There was a weird-looking young man standing on the steps of the townhouse across the way, and she thought he could see her through the bay windows, so she moved away from them, annoyed.
The feelings inside were getting intense. She decided to do some yoga. But as soon as she stood up and stretched her arms she felt a strong urge to curl into a tiny ball. So as a compromise she lay on her back on the area rug, and stuck her legs in the air.
She became transfixed by the light fixture. It seemed like a portal straight up to the sun. Maybe this is stupid, she thought. I could be reading a book.
Linzi sat up and focused on her breath as the room increased its wiggling. She again fought the urge to curl up into the fetal position. She pulled her laptop off the couch and typed what was happening.
It seemed like a spirit was running through everything, having sex with itself. It wasn’t one spirit, but it wasn’t multiple either. It was indifferent to her efforts to describe it. One of the cats came over, meowing at her, so she petted it.
The spirit was having sex with itself harder, through everything, through her, even through the cat, who was now sitting calmly beside Linzi under the coffee table.
She closed her eyes and asked: How can I overcome addiction? But the spirit just kept having sex with itself; it didn’t care what Linzi did. So Linzi got in the yoga pose known as ‘child’s pose’ and breathed. It was 3:33 pm. The cat lay against her, purring. She sat up, wanting to escape the spirit somehow, the discomfort of its presence, but she knew there was no escaping it.
She lay facedown on the floor. She felt her pussy awakening, and started flexing her muscles. She went upstairs to the master bedroom and got in bed, pulling the covers over her head with a sense of dread. But as she started fingering herself goallessly she started laughing, thinking, I just have to stay here and fuck God until it wears off, then I can finally go outside and give God a proper blowjob by smoking a cigarette. It felt like the mushrooms were trying to show her how to relax into a state of pleasure without focusing on a release. The planes of her body, the room, the visions behind her eyes, they all seemed to intersect each other. But through it all, she kept thinking, I'm so excited for this to be over so I can go smoke a cigarette. She tried to sit up a few times, but the force was still moving through her, so she laid back down.

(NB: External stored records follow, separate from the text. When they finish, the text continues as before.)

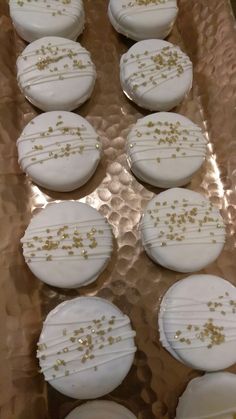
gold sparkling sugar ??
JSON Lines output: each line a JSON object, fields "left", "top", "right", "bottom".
{"left": 25, "top": 225, "right": 104, "bottom": 263}
{"left": 131, "top": 120, "right": 203, "bottom": 164}
{"left": 127, "top": 46, "right": 188, "bottom": 92}
{"left": 32, "top": 43, "right": 87, "bottom": 76}
{"left": 16, "top": 0, "right": 72, "bottom": 17}
{"left": 230, "top": 299, "right": 236, "bottom": 314}
{"left": 27, "top": 115, "right": 99, "bottom": 164}
{"left": 151, "top": 47, "right": 184, "bottom": 77}
{"left": 122, "top": 0, "right": 167, "bottom": 7}
{"left": 38, "top": 343, "right": 47, "bottom": 351}
{"left": 207, "top": 292, "right": 236, "bottom": 315}
{"left": 38, "top": 315, "right": 121, "bottom": 378}
{"left": 174, "top": 292, "right": 236, "bottom": 350}
{"left": 147, "top": 197, "right": 224, "bottom": 246}
{"left": 175, "top": 319, "right": 225, "bottom": 349}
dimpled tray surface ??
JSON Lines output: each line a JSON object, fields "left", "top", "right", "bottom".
{"left": 0, "top": 1, "right": 235, "bottom": 418}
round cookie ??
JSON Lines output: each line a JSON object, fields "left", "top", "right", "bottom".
{"left": 37, "top": 296, "right": 137, "bottom": 399}
{"left": 127, "top": 112, "right": 207, "bottom": 188}
{"left": 9, "top": 0, "right": 85, "bottom": 43}
{"left": 176, "top": 372, "right": 236, "bottom": 419}
{"left": 17, "top": 111, "right": 101, "bottom": 192}
{"left": 120, "top": 39, "right": 192, "bottom": 111}
{"left": 141, "top": 188, "right": 225, "bottom": 272}
{"left": 21, "top": 201, "right": 113, "bottom": 288}
{"left": 159, "top": 275, "right": 236, "bottom": 371}
{"left": 108, "top": 0, "right": 178, "bottom": 41}
{"left": 65, "top": 401, "right": 137, "bottom": 419}
{"left": 17, "top": 36, "right": 96, "bottom": 112}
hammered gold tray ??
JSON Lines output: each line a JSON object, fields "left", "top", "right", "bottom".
{"left": 0, "top": 1, "right": 236, "bottom": 418}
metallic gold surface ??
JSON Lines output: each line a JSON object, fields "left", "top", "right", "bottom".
{"left": 0, "top": 1, "right": 235, "bottom": 418}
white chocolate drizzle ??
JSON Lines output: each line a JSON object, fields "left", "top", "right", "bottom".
{"left": 160, "top": 292, "right": 236, "bottom": 350}
{"left": 17, "top": 41, "right": 95, "bottom": 88}
{"left": 21, "top": 218, "right": 112, "bottom": 263}
{"left": 118, "top": 0, "right": 177, "bottom": 23}
{"left": 128, "top": 120, "right": 207, "bottom": 165}
{"left": 123, "top": 45, "right": 192, "bottom": 96}
{"left": 17, "top": 115, "right": 100, "bottom": 170}
{"left": 37, "top": 314, "right": 136, "bottom": 381}
{"left": 11, "top": 0, "right": 83, "bottom": 21}
{"left": 142, "top": 198, "right": 225, "bottom": 248}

One of the cats was cawing at her in frustration. She got up and went down two flights of stairs to give it some wet food, before realizing it hadn't followed her down, but the other cat was there, waiting. She put her coat on and went outside to smoke her cigarette. It didn’t feel like giving God a blow job. As the sky grew black she stared at the pattern of fallen leaves and wet stains of rain drying on the stone patio, almost fooling herself into believing that if she took a picture, the psychedelic beauty would still be there in the morning.

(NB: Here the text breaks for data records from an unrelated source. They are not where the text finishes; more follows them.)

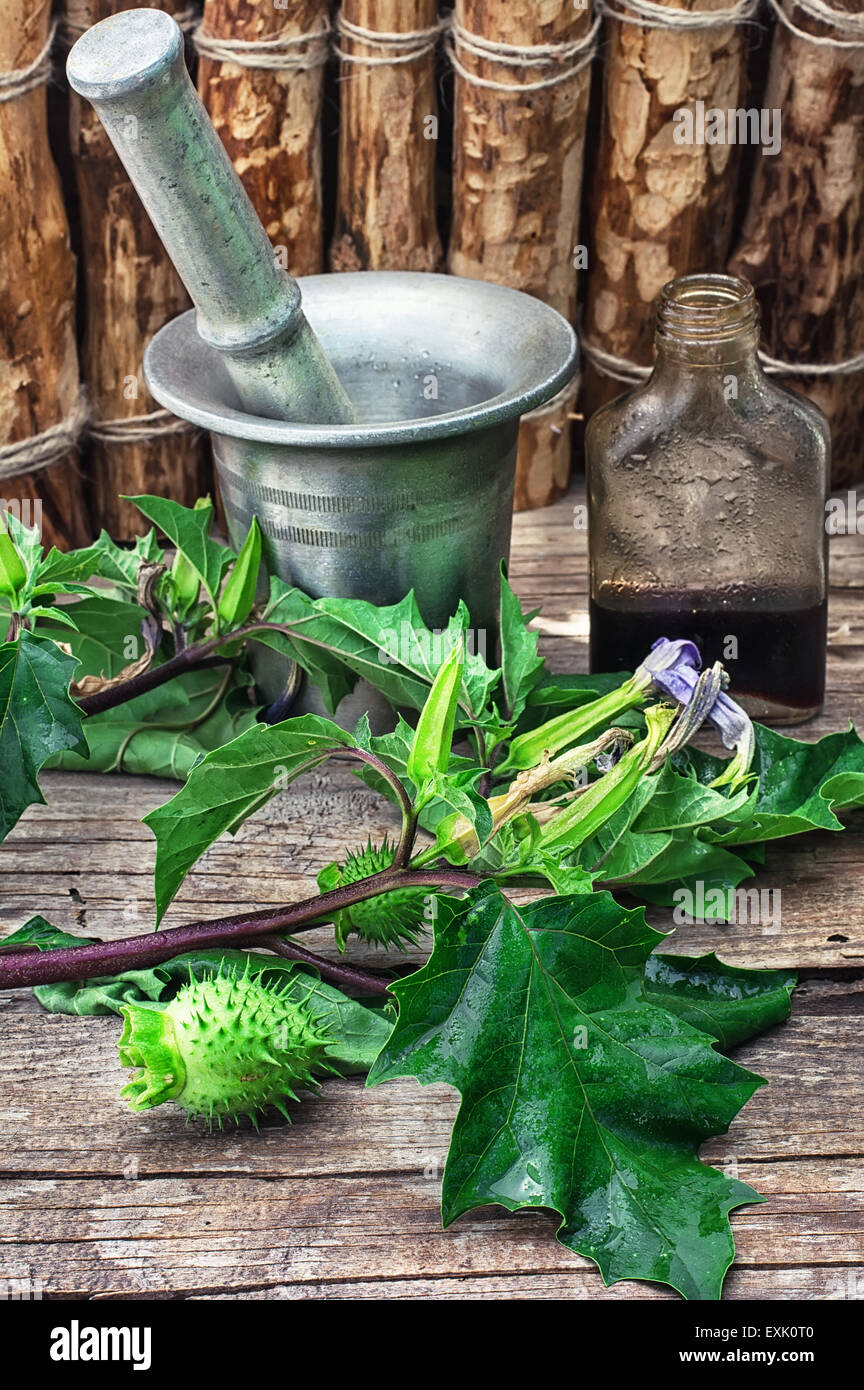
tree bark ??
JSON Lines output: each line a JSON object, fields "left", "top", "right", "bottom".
{"left": 330, "top": 0, "right": 443, "bottom": 273}
{"left": 447, "top": 0, "right": 592, "bottom": 510}
{"left": 67, "top": 0, "right": 209, "bottom": 543}
{"left": 198, "top": 0, "right": 328, "bottom": 276}
{"left": 0, "top": 0, "right": 89, "bottom": 549}
{"left": 583, "top": 0, "right": 749, "bottom": 417}
{"left": 729, "top": 0, "right": 864, "bottom": 488}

She sat on the stone steps. As she finished her cigarette she realized the key to overcoming addiction had already been shown to her. It was in the eyes of her former coworker boring into hers, concerned and disappointed.
It was 5:04 pm. Linzi went back inside and sat on the couch with her bag of pretzels, feeling the weirdness fade. She pulled a pretzel out of the bag and stared at it in the palm of her hand. It looked like a snake hugging itself. She whispered "thank you" to the pretzel and ate it.